Interpolation using KNN and IDW

11 min readApr 3, 2023

Spatial Data Analysis and Visualization with Geopandas and Python

In this article I will explain a method to create a density map from a limited number of coordinates, by estimating missing values using interpolation.

In this approach we first make a grid and then assign interpolated weights to each coordinate.

For the interpolation, three methods are explored:

Creating a KNN algorithm using BallTree
Using sklearn KNeighborsRegressor
Nearest neighbours with griddata from scipy

Then we briefly summarize more advanced interpolation methods such as linear and cubic interpolation, and krigin.

Obtaining the data

I will use as example data that is only available in GeoTiff format. After first extracting the weights for a limited number of coordinates, I will then try to reconstruct the original map.

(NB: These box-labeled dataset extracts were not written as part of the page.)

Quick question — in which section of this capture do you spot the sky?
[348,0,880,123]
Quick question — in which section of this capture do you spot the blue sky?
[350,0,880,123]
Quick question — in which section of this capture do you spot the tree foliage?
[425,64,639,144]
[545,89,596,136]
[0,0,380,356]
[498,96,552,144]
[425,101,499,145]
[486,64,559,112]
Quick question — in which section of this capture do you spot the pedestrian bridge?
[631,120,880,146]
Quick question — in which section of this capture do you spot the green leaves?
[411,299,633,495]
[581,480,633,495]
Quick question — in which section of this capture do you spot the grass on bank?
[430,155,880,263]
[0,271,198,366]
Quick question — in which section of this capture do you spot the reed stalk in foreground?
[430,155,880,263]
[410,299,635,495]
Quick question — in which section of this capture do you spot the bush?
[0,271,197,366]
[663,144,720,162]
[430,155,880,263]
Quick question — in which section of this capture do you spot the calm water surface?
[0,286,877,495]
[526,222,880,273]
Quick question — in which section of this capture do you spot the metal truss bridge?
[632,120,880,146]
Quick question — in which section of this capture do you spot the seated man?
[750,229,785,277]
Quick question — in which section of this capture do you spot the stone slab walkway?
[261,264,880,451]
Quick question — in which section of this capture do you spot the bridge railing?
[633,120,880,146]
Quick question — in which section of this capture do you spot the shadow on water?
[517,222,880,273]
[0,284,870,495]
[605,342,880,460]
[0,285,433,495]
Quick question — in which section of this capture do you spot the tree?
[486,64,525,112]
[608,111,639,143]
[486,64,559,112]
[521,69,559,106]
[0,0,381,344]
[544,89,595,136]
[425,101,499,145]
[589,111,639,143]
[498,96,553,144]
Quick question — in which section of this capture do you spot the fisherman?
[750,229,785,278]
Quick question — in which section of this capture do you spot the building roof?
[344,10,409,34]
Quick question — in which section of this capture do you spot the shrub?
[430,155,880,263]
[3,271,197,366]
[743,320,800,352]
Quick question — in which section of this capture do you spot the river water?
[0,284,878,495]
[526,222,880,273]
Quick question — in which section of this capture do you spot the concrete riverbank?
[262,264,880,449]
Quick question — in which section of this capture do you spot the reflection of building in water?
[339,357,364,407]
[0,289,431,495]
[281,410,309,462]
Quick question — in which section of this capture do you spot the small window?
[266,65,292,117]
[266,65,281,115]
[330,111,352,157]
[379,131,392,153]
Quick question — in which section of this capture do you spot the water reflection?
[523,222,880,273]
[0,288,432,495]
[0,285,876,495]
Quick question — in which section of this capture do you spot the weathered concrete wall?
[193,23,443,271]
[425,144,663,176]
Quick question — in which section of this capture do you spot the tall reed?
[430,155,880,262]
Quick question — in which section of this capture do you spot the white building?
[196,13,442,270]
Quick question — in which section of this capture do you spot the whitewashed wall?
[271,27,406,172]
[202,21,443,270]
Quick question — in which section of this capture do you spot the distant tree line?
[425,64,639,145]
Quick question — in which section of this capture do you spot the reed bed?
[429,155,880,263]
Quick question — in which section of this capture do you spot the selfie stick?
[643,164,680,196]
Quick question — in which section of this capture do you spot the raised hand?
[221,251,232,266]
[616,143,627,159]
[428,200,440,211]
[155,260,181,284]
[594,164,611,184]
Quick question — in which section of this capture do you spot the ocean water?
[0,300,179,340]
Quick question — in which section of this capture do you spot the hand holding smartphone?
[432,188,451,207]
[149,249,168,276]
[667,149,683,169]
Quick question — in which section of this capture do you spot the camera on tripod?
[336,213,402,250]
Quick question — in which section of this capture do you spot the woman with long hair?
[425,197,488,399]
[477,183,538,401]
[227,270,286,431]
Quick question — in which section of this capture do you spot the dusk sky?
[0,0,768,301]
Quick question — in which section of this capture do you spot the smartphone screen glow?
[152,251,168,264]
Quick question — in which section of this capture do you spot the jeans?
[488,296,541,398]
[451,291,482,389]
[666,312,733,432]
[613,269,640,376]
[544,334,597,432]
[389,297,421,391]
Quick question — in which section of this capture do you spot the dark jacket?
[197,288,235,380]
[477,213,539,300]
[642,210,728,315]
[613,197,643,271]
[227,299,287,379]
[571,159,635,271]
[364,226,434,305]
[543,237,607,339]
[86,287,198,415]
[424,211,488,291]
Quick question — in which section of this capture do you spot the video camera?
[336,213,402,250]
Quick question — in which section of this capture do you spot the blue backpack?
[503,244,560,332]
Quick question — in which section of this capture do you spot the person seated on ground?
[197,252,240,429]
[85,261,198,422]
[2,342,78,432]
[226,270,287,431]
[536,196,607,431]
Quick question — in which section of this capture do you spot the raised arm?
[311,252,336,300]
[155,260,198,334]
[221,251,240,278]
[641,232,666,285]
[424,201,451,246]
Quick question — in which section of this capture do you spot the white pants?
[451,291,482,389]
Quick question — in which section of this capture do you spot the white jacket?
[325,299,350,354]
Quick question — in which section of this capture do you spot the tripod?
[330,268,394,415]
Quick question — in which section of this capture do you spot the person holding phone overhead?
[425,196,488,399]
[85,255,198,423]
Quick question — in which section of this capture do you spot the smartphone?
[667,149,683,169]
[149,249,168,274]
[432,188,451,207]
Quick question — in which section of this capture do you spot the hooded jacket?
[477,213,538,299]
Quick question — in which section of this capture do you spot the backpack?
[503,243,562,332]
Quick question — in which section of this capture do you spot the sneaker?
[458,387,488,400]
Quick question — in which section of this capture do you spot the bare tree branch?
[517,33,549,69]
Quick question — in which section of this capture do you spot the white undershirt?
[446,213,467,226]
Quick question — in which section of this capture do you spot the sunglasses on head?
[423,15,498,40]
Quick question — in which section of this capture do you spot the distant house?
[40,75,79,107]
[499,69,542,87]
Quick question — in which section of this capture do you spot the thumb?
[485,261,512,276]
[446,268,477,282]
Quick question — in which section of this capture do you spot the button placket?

Adding GeoTIFF data as a feature

One of the projects you might have come across, is building a machine learning model to predict real estate prices.

While this can involve a few specific methods, my project basically came down to scraping an Immo website and extracting all the features of the property.

Using concurrency and requests I could scrape 156,000 properties in a matter of hours. With this data, which included both categorical, binary and numerical features, I then implemented an XGBoost model.

Fairly happy with the results my model achieved an r2_score of about 85%.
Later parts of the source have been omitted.